El inconfundible sonido de un pesado cañón disparado en algún lugar lejano le recordó a Toller que no había que perder tiempo en especulaciones. Buscó a Gesalla. Estaba de pie, sola, aislada de la actividad circundante, y algo en su postura le indicó que continuaba sintiendo un profundo dolor. Corrió a la barquilla donde el príncipe Chakkell aguardaba con su esposa, hija y dos hijos pequeños. La princesa Daseene, con su diadema de perlas, y los niños miraron a Toller con una expresión de cautelosa curiosidad, e incluso Chakkell parecía cuidar de sus modales. Estaban todos tremendamente aterrados, comprendió Toller, y una de las incógnitas que les preocupaba era el tipo de relación que sería dictado por el hombre en cuyas manos la suerte había confiado sus vidas.
— Bueno, Maraquine — dijo Chakkell —, ¿vamos a salir?
Toller asintió.
— Podemos despegar sin ningún riesgo dentro de unos minutos, príncipe; pero hay una dificultad.
— ¿Una dificultad? ¿Qué dificultad?
— Mi hermano murió ayer. — Toller hizo una pausa, aprovechando la ansiedad que asomaba en los ojos de Chakkell —. Mi obligación hacia su viuda sólo puede ser saldada si la llevo conmigo en este vuelo.
— Lo siento, Maraquine, pero es imposible — dijo Chakkell —. Esta nave está destinada a mi uso personal.
— Lo sé, príncipe, pero usted es un hombre que entiende los lazos familiares, y puede apreciar que es imposible para mí abandonar ala viuda de mi hermano.

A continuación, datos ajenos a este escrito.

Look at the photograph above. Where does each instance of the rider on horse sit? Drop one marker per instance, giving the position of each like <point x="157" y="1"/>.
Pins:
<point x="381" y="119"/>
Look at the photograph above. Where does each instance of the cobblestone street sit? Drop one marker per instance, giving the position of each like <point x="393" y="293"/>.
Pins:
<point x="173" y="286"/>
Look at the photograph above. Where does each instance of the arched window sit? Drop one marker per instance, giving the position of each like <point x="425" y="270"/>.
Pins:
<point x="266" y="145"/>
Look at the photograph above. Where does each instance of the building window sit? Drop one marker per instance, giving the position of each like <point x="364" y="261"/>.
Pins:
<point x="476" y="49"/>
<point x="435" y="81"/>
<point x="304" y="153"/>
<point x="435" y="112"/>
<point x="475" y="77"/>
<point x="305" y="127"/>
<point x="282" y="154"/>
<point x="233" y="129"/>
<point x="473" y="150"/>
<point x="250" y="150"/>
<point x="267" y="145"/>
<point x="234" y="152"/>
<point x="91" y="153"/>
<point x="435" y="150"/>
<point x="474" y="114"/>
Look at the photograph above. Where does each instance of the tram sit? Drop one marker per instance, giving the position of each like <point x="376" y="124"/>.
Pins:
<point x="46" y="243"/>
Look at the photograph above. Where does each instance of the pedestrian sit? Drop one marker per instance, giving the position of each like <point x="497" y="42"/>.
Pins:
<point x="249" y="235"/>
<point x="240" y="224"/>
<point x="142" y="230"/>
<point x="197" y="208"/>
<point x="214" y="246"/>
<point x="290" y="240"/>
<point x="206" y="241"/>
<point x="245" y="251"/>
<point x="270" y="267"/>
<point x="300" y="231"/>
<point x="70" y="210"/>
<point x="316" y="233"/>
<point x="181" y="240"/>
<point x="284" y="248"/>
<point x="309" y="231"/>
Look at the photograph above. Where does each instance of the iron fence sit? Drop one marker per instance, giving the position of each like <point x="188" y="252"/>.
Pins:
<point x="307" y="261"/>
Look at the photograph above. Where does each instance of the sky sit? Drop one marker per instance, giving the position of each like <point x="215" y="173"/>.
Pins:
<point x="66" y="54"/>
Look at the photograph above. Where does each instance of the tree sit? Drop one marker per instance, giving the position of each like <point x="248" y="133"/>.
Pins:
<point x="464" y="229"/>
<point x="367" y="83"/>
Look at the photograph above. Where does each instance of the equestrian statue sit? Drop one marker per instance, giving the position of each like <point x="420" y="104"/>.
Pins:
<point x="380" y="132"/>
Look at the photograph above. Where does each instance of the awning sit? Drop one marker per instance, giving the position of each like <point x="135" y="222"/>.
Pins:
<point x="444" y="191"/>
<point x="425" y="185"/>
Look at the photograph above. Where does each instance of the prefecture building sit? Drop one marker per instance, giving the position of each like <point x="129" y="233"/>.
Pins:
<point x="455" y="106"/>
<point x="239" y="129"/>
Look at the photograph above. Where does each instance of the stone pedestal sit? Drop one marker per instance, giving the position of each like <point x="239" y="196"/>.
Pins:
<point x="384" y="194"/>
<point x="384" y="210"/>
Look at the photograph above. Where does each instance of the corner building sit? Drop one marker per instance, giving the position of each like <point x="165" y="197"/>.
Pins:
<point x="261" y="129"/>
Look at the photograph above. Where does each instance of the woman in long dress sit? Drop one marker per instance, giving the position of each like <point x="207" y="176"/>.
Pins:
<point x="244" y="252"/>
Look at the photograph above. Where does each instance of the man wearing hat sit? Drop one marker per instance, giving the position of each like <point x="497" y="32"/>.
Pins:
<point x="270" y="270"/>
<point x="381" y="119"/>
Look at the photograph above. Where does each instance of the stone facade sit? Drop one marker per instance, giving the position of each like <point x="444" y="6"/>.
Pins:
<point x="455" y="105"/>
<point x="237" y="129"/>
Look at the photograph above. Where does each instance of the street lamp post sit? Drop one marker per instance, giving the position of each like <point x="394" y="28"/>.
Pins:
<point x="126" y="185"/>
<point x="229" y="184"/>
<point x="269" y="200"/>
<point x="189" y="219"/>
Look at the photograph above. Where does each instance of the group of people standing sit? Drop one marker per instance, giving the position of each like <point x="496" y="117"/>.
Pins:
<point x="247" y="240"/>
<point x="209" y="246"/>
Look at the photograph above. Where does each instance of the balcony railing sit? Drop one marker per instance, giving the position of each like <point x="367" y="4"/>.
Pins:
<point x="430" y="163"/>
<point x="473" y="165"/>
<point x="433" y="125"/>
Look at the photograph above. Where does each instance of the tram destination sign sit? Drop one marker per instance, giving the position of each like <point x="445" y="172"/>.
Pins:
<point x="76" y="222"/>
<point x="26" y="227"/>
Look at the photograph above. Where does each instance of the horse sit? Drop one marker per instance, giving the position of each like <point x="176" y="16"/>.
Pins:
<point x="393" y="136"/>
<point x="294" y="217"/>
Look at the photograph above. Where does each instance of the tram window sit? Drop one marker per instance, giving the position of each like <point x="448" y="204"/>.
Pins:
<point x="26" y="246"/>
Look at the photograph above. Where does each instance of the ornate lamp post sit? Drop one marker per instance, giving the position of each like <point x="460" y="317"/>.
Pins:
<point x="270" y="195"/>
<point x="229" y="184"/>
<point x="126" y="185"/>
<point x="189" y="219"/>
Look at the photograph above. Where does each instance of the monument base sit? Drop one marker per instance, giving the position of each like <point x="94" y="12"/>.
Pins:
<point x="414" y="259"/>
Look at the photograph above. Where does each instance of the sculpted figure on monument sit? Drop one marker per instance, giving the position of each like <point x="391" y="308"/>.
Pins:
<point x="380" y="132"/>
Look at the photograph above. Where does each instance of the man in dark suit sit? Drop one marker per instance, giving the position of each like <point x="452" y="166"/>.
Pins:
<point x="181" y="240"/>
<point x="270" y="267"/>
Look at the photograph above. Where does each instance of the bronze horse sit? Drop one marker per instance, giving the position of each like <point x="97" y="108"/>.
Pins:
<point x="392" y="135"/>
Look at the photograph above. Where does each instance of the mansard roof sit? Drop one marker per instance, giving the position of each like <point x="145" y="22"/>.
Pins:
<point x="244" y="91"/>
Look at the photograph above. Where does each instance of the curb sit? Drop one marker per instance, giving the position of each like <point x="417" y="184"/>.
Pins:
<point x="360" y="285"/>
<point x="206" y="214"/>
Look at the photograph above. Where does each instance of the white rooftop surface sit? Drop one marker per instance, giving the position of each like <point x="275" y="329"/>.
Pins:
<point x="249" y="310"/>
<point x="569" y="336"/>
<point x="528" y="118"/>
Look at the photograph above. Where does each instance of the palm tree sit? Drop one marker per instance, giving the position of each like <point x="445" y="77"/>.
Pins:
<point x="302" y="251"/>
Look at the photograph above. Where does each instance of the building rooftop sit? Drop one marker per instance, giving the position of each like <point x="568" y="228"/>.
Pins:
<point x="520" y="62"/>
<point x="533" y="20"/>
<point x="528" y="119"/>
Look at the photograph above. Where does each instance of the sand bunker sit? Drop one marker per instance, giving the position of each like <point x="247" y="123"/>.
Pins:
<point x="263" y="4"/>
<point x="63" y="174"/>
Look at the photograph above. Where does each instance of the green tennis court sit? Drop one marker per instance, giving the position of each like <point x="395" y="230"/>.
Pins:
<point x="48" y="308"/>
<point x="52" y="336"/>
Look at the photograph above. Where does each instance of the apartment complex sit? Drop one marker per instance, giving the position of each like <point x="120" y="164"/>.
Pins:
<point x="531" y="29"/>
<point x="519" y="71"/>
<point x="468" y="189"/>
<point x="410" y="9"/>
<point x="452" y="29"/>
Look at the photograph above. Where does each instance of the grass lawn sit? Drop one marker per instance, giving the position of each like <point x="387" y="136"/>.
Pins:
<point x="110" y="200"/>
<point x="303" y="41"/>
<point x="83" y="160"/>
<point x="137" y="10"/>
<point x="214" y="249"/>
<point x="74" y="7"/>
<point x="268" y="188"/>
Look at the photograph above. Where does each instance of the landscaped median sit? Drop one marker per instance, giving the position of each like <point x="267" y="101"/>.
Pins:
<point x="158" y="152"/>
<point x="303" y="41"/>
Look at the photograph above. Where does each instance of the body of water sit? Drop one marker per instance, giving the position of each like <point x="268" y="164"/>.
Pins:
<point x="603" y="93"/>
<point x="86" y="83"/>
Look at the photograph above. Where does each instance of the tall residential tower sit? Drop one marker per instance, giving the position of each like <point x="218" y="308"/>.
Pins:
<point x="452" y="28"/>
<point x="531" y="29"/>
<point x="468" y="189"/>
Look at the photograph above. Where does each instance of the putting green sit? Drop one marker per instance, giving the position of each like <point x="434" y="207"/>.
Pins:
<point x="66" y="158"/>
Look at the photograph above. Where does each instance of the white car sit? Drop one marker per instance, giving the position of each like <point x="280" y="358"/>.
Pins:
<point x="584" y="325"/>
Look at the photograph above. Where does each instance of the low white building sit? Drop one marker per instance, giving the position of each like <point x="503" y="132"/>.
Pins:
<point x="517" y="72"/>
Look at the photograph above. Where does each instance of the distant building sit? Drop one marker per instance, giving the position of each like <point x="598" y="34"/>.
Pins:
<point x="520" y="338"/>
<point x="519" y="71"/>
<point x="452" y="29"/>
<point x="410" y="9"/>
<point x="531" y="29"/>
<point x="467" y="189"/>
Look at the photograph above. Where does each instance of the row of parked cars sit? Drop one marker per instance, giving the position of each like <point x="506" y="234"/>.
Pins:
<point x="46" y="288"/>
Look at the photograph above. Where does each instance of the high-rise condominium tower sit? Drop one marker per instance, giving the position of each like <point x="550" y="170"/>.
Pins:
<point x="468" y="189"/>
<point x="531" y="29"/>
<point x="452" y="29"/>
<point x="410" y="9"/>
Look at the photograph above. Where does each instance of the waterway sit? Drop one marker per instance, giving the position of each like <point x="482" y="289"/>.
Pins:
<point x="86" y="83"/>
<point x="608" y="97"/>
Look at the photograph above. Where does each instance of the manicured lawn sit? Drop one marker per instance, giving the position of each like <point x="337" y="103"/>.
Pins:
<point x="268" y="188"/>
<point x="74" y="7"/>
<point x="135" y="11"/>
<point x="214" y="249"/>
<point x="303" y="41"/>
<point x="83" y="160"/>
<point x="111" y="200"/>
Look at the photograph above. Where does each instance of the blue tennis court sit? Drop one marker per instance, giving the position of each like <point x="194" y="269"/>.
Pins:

Si ella no puede viajar en esta nave, debo declinar el honor de ser su piloto.
— Estás hablando de traición — dijo airadamente Chakkell, secándose el sudor de su calva morena —. Yo… Leddravohr debería haberte ejecutado en el acto cuando te atreviste a desobedecer sus órdenes.
— También lo sé, príncipe, y hubiera sido una gran pérdida para muchos. — Toller dirigió una sonrisa sutil a los niños que observaban —. Si yo no estuviese aquí, un piloto inexperto le hubiera llevado junto con su familia por esa extraña región que se interpone entre dos mundos. Yo conozco todos los terrores y peligros del punto medio, ya sabe, y podría protegerles contra ellos.

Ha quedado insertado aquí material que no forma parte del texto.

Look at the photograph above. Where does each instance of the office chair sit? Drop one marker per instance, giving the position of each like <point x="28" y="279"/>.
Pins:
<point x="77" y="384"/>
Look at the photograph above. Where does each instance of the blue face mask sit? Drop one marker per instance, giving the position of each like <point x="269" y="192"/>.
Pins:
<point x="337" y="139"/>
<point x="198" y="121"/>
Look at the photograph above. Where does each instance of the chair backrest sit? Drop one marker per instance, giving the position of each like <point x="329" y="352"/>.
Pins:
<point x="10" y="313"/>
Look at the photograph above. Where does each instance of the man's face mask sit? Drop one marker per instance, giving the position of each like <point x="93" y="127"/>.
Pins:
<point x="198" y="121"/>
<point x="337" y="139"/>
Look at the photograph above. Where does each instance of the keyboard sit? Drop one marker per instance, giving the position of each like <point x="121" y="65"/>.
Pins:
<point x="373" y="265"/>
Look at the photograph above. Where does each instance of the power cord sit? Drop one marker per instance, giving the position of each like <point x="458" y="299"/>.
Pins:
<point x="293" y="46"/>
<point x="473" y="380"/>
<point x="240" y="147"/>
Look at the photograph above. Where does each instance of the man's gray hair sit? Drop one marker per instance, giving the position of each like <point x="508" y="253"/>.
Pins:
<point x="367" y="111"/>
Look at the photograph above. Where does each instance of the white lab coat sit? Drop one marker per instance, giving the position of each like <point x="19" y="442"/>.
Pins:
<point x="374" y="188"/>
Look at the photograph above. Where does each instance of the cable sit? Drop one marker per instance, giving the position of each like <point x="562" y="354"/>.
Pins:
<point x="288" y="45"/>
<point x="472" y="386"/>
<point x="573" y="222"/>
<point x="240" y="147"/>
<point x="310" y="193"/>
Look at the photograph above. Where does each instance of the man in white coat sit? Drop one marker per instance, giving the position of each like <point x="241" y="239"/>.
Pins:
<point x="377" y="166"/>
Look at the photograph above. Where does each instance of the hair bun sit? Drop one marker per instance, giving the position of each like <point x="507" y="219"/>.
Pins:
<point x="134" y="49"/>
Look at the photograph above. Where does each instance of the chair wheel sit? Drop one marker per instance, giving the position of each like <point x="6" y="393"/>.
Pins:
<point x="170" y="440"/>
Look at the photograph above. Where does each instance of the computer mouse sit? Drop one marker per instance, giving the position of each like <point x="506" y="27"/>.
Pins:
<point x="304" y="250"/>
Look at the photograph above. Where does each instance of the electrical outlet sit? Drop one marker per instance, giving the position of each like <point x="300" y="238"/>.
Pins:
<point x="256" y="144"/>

Los dos chicos mantuvieron la mirada sobre él, pero la niña escondió la cara en las faldas de su madre. Chakkell la miró con ojos apenados y arrastró los pies en una agonía de frustración como si, por primera vez en su vida, tuviera que pensar en subordinarse a los deseos de un hombre corriente. Toller le sonrió con falsa simpatía y pensó, si esto es el poder, espero no necesitarlo nunca más.
— La viuda de tu hermano puede viajar en mi nave — dijo al fin Chakkell —. Y no olvidaré esto, Maraquine.

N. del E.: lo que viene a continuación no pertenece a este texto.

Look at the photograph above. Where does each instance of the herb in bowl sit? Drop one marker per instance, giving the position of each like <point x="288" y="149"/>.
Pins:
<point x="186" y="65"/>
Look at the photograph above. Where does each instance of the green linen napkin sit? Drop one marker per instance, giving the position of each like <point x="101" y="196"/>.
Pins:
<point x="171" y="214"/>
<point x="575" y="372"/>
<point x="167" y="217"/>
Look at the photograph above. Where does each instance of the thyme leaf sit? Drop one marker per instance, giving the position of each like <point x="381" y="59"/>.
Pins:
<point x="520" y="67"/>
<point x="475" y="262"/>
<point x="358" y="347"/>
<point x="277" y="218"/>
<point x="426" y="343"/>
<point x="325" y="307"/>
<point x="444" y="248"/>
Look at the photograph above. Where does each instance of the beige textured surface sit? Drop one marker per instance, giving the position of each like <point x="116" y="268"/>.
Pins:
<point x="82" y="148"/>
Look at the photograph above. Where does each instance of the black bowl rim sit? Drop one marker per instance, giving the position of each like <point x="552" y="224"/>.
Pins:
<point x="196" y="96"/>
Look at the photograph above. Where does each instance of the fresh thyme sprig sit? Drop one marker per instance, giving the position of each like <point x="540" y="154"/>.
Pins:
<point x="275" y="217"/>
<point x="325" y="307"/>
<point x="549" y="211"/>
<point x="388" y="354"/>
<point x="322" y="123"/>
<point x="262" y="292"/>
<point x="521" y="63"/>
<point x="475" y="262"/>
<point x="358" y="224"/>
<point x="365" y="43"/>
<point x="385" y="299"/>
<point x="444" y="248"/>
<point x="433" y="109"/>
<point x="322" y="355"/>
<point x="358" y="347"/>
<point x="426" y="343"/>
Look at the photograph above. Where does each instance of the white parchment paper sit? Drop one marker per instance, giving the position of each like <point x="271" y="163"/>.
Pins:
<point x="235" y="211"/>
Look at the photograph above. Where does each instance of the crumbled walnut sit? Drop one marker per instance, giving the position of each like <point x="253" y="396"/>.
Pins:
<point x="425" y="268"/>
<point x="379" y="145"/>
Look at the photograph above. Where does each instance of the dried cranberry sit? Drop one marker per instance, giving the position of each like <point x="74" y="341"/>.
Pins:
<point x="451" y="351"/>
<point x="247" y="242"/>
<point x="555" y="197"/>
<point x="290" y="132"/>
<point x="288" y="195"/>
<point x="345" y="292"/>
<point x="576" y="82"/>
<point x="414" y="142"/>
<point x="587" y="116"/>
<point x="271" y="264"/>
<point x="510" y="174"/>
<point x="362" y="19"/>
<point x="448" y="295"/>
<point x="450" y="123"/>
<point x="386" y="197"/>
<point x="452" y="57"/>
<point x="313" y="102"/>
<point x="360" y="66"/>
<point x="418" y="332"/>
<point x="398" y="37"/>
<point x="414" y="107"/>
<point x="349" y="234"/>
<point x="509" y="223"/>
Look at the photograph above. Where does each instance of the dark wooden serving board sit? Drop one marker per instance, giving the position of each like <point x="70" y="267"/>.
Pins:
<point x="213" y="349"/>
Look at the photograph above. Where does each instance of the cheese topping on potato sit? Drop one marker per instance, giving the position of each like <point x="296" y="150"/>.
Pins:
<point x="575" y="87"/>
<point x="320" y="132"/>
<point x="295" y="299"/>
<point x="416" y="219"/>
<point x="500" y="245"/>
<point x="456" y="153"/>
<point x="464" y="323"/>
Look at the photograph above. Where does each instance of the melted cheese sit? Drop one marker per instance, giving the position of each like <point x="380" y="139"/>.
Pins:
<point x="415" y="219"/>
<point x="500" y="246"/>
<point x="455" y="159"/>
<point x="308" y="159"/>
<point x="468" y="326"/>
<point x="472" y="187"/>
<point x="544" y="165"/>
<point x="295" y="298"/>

— Yo también lo recordaré siempre con gratitud — dijo Toller.
Mientras subía al puesto del piloto en la barquilla, se resignó a acrecentar la enemistad de Chakkell hacia él, pero no podía sentir culpa ni vergüenza por ello. Había actuado deliberaba y racionalmente para lograr lo que necesitaba, contrastando con el Toller Maraquine de antes, y tenía el consuelo adicional de saber que estaba en armonía con la realidad de la situación. Lain, ¡Mi hermano está muerto!, había dicho una vez que Leddravohr y los suyos pertenecían al pasado, y Chakkell acababa de justificar esas palabras. A pesar de los cambios catastróficos que habían trastornado al mundo, hombres como Leddravohr y Chakkell actuaban como si Kolkorron fuera a reproducirse en Overland. Sólo el rey parecía haber intuido que todo sería diferente.